しかし、ルーカスの残したSWオリジナル三部作や『THX1138』『アメリカン・グラフィティは単にヒット作というだけでなく、映画史に残るエポック・メイキングな作品だ。
対してJ・J・エイブラムスのフィルモグラフィといえば、トム・クルーズの『ミッション:インポッシブルやSWに双肩する人気を誇る『スタートレック』のリブートなど、最初から立派な看板ありきのスタジオ主導のシリーズだ。唯一のオリジナル作『スーパー8』もエンドクレジットのオマケ8ミリ映画ほどは本編に興奮できなかった。どれをとってもルーカスの残した傑作を越える映画など1本も無い
 
J・J・エイブラムスは、複雑で大きなプロジェクトの現場をそつなく回せる「優れた進行管理係」として重宝されているだけだろう。誰も思いつかなかった表現を編み出すとか、今まで映画では描かれたことの無い情景を見せてやろうという心意気は無く、期間内にあらかじめ想定した様式で仕事を終わらせるだけ。そんな「最近ヒット作に関わってイキっている進行管理係」風情がルーカスの案を却下したことに、賛同の声が出ること自体、(たとえ近年の業績が振るわなかったとしても)理解に苦しむ。
 
また、プリクウェル三部作でことあるごとに取り沙汰されるジャージャービンクス/グンガン族だが、ルーカスが彼らに込めたオマージュの一つも知らない輩がピーピーと下した腹のようなことをぬかすのも腹立たしい。
別にプリクウェル3作が傑作だとは言っていない。ジャージャーはあれはあれで見慣れてくれば可愛い奴だが嫌われているのも解る。ただ、評判の悪いプリクウェルシリーズやジャージャーなら無条件で貶して良い! と記号的にその名前を出し、何か気の効いたジョークでも飛ばしたとばかりに鼻の穴おっぴろげているブレイン・レスな輩にはあきれ果てる他ない。
 
 
インド映画に対する「3時間以上あって長い」だの「唐突に始まるミュージカルがバカバカしい」だのという常套句も同じだ。
実際にはインド映画には「3時間以上ある作品」と、「そこまで長くない作品」が当たり前のようにあり、その割合は圧倒的に「3時間以下」の方が多い。近年では2時間弱が主流になっている。
加えて、「インド映画といえば」といった話題で必ず取りあげられる古典的名作、サタジット・レイのオプー三部作からして『大地のうた』(2時間5分)、『大河のうた』(1時間42分)、『大樹のうた』(1時間38分)と、どれも3時間以下どころか、2本については2時間を切ってさえいる。
たとえば黒澤明の映画を考えてみればいい。

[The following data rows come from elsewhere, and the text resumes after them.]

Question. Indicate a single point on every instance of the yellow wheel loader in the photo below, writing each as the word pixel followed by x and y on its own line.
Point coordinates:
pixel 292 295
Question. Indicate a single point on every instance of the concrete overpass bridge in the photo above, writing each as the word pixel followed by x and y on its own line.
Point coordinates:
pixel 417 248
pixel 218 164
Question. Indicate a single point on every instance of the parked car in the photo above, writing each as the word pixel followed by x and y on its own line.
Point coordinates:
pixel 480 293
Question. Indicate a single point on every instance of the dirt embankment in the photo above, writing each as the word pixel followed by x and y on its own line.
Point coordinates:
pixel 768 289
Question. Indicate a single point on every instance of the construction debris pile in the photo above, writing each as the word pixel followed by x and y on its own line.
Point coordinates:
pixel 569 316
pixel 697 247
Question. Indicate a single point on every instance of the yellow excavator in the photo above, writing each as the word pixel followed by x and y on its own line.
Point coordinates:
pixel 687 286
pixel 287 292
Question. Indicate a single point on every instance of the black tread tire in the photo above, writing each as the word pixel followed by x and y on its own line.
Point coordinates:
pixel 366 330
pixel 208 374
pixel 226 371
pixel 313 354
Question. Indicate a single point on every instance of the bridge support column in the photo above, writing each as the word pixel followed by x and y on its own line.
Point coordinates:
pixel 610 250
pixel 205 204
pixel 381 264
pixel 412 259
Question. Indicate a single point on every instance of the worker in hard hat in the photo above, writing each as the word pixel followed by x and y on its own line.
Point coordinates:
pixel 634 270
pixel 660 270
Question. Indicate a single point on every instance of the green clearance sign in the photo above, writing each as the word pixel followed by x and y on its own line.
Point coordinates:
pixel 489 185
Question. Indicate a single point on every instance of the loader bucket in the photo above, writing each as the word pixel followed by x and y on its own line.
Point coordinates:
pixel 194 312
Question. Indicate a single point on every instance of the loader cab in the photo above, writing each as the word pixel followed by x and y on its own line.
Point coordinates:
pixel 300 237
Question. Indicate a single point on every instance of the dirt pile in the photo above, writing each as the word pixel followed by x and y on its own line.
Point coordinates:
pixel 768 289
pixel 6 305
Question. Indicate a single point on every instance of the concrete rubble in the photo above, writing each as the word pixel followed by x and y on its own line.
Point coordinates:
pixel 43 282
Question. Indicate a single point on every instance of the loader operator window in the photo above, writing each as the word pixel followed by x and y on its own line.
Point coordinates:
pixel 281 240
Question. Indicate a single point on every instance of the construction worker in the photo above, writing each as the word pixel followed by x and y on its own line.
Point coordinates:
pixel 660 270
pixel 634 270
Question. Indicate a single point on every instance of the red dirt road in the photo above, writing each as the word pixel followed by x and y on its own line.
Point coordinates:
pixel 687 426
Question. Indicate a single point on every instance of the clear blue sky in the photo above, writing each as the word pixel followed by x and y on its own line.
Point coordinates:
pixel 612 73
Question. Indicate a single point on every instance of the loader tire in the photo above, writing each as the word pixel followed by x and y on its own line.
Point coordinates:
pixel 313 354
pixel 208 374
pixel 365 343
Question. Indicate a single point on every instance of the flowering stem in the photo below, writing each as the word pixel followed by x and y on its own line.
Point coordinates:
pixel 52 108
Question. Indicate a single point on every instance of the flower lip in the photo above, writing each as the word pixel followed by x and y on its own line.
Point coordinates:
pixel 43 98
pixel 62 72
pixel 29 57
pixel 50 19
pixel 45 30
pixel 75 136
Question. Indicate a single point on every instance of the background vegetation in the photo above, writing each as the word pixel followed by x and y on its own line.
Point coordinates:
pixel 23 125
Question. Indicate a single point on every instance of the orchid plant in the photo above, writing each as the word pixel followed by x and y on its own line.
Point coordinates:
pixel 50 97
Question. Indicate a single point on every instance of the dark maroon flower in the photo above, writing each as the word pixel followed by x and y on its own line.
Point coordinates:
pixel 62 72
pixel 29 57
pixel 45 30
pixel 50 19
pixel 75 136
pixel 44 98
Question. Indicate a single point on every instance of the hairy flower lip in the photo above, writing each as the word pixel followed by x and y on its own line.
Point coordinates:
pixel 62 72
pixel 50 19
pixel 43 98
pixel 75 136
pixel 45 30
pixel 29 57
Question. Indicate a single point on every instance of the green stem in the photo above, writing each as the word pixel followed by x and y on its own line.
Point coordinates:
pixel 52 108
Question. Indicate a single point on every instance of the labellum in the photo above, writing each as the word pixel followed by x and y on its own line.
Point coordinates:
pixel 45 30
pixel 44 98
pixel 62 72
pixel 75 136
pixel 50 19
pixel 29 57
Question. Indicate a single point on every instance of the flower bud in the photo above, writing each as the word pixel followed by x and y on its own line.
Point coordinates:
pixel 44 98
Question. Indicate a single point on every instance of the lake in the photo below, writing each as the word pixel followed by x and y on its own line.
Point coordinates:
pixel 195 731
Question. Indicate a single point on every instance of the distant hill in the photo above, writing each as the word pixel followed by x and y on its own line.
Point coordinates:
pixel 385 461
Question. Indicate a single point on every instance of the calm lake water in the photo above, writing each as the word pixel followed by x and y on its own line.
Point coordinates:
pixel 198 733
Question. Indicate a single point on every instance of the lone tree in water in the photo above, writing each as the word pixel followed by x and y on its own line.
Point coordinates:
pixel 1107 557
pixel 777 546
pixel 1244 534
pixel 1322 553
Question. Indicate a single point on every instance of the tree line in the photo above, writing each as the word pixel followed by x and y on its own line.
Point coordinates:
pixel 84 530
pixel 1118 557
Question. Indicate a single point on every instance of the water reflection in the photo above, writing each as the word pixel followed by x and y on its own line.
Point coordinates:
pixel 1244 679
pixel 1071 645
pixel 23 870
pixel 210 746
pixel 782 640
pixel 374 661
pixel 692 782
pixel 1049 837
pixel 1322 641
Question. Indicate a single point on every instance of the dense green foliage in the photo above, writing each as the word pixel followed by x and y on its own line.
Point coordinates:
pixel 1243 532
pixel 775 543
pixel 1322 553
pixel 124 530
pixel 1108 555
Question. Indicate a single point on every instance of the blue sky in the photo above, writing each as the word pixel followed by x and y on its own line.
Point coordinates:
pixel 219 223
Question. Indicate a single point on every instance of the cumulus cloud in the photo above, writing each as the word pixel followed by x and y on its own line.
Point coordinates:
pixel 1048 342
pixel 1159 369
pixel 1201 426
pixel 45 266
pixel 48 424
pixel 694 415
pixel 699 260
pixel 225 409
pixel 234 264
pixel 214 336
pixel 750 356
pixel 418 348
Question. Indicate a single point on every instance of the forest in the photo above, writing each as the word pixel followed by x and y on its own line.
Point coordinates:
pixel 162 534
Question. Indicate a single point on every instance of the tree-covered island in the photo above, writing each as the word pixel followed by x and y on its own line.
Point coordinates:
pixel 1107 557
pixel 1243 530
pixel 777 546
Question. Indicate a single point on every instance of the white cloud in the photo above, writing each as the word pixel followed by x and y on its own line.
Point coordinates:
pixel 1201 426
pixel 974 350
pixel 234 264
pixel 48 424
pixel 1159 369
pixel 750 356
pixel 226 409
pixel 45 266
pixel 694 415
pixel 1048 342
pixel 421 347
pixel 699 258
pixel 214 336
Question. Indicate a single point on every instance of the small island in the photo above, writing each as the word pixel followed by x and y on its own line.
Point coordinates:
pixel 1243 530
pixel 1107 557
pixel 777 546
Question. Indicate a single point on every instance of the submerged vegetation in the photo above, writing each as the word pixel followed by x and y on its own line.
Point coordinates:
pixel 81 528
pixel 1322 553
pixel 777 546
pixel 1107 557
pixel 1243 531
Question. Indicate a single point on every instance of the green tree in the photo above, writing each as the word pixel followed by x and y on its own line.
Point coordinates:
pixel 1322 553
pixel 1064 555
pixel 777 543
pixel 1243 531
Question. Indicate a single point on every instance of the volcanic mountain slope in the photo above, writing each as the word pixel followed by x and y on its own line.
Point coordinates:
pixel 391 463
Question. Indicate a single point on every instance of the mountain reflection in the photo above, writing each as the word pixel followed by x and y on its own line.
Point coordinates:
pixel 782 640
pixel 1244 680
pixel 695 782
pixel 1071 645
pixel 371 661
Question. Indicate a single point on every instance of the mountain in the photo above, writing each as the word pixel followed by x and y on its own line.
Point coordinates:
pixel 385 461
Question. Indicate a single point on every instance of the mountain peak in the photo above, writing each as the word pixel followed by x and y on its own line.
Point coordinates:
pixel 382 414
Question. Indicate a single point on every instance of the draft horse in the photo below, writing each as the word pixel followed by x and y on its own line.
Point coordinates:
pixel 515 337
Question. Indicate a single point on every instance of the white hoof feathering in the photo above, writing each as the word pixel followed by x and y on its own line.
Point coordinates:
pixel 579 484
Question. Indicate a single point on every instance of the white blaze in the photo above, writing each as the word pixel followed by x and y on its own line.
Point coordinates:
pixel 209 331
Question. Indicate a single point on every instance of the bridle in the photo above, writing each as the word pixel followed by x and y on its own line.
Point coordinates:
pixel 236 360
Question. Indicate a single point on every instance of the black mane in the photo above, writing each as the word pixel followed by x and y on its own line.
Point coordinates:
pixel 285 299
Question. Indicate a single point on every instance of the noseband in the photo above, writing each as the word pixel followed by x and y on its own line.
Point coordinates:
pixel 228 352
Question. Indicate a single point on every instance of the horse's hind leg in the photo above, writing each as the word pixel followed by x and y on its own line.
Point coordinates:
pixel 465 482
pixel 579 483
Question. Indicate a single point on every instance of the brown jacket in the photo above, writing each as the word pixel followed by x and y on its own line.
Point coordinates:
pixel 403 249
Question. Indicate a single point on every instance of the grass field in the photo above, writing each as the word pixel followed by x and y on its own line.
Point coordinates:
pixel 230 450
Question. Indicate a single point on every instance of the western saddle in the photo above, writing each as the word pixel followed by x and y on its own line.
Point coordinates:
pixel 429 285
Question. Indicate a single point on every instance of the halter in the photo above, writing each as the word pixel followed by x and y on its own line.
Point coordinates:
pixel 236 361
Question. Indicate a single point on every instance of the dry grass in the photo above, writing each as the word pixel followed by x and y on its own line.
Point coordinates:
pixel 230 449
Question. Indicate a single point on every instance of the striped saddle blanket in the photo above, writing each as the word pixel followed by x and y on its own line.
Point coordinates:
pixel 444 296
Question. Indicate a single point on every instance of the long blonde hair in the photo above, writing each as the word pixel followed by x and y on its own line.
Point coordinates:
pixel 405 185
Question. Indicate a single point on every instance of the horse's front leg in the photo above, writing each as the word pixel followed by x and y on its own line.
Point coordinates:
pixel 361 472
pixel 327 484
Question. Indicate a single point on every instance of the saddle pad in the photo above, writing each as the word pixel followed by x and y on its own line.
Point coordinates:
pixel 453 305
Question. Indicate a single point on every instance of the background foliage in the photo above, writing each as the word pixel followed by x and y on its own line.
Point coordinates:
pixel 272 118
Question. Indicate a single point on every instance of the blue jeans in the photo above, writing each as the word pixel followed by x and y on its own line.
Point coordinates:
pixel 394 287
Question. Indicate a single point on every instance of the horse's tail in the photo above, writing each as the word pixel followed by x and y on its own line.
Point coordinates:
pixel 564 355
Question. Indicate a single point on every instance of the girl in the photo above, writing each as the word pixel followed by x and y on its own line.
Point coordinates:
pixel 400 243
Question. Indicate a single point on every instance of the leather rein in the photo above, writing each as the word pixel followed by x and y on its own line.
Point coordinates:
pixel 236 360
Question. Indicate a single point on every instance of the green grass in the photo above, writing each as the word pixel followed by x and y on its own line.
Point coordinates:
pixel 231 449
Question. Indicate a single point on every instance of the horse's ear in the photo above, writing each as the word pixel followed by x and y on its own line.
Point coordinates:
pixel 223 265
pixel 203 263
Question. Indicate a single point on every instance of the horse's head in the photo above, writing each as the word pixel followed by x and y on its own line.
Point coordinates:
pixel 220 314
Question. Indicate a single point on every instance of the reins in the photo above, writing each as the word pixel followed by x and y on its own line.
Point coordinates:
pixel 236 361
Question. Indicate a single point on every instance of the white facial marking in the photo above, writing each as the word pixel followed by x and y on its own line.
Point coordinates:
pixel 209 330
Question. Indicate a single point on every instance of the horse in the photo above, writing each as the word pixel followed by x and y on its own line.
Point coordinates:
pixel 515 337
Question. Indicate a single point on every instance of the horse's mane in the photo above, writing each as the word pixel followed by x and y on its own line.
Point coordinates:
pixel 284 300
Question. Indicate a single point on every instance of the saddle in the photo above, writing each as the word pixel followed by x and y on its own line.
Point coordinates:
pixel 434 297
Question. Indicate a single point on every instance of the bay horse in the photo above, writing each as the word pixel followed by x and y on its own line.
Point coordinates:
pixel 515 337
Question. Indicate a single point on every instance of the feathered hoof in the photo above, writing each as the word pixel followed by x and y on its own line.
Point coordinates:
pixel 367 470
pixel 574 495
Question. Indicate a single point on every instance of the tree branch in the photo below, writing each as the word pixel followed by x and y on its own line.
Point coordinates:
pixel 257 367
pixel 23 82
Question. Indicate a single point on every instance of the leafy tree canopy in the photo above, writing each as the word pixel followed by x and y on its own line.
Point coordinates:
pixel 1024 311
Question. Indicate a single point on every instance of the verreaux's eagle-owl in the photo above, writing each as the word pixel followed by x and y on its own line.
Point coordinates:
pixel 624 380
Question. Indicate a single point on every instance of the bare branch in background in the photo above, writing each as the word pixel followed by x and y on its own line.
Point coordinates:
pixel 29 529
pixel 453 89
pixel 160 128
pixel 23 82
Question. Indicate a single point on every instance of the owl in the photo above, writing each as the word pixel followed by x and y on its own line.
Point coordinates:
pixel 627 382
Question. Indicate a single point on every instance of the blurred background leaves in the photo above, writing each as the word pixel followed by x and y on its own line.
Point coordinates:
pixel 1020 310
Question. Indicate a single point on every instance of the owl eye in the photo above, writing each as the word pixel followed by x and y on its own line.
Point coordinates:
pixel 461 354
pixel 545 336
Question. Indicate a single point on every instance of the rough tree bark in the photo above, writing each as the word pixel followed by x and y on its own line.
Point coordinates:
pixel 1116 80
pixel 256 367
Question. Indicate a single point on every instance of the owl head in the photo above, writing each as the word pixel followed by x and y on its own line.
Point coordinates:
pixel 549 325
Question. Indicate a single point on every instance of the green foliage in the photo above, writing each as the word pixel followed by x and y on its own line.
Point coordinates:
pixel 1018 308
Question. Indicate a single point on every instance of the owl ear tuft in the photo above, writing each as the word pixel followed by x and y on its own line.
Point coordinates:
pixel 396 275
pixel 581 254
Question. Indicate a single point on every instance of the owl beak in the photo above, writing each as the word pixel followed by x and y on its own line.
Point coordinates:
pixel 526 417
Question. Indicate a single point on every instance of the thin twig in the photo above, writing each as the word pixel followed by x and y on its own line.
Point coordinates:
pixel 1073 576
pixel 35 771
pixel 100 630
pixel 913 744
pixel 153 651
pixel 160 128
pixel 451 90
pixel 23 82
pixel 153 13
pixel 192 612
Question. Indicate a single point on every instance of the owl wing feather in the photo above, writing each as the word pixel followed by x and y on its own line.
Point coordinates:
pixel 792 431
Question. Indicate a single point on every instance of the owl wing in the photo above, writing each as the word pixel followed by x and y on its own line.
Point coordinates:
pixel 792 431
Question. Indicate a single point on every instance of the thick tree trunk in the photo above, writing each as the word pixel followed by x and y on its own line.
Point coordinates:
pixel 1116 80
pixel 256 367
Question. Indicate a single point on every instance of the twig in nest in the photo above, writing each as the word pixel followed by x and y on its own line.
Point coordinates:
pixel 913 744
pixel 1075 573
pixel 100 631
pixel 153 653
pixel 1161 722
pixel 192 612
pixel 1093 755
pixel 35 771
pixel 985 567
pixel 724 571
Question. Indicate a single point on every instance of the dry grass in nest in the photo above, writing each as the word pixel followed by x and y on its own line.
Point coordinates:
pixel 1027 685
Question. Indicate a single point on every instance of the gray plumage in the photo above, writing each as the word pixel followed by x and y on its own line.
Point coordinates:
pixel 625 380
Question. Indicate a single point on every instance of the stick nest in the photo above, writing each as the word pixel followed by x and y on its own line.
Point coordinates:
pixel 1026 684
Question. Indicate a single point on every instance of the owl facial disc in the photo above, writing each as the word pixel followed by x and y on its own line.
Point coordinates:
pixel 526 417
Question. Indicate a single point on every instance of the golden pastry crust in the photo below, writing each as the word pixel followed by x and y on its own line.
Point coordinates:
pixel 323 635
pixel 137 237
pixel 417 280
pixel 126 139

「世界の黒澤」と言われるほどの巨匠で、日本を代表する映画監督と言ってさしつかえ無いだろう。その黒澤の『七人の侍』(3時間27分)、『赤ひげ』(3時間5分)、『影武者』(2時間59分)を取り上げて「日本映画は長い!」と言う奴がいたとすれば真のマヌケだ。
 
「唐突に始まるミュージカル」となると、もはや意味すらわからない。はたして「徐々に始まるミュージカル」があるのだろうか? 一人づつ少しづつ唄い始めるミュージカルはあるかもしれないが、唄い出した時点で「唐突」だろう。もしくは歌い出す直前に「さぁ!これからミュージカル・ナンバーを披露します!」とアナウンスするミュージカル映画は興ざめもいいところだ。広い世の中、そんなミュージカル映画もあるのかもしれない。しかし、それがいつからメインストリームになったのか、私は寡黙にして知らない。
 
 
常套句はたいがい、門外漢がよく知らない世界のことを語っているだけだ。よく知らないから他の言葉で言い表せず、繰り返して同じ言葉が人々の口を転々と伝っていく。だから「常套句」なのだろう。
 
映画を趣味以上の範囲で見ている人の多くはJ・J・エイブラムスがルーカスを越える名監督だなんて、少なくとも今のところは思っていないだろう。インド映画をよく見ている人は「インド映画は3時間以上あって、唐突に始まるミュージカルがバカバカしい」と言ってる人が、1本もインド映画を見ていないだろうし、ミュージカル映画さえ大して見ていないと知っている。
 
「人」という字は、右側の「人」が左側の「人」を支えているから「人」たりえる。決して互いに支え合っているワケではない事は、見れば解る。世の中で流通する常套句は、だいたいそんな程度なんじゃないだろうか?
 
少なくとも、常套句は疑ってかかるべきであろう。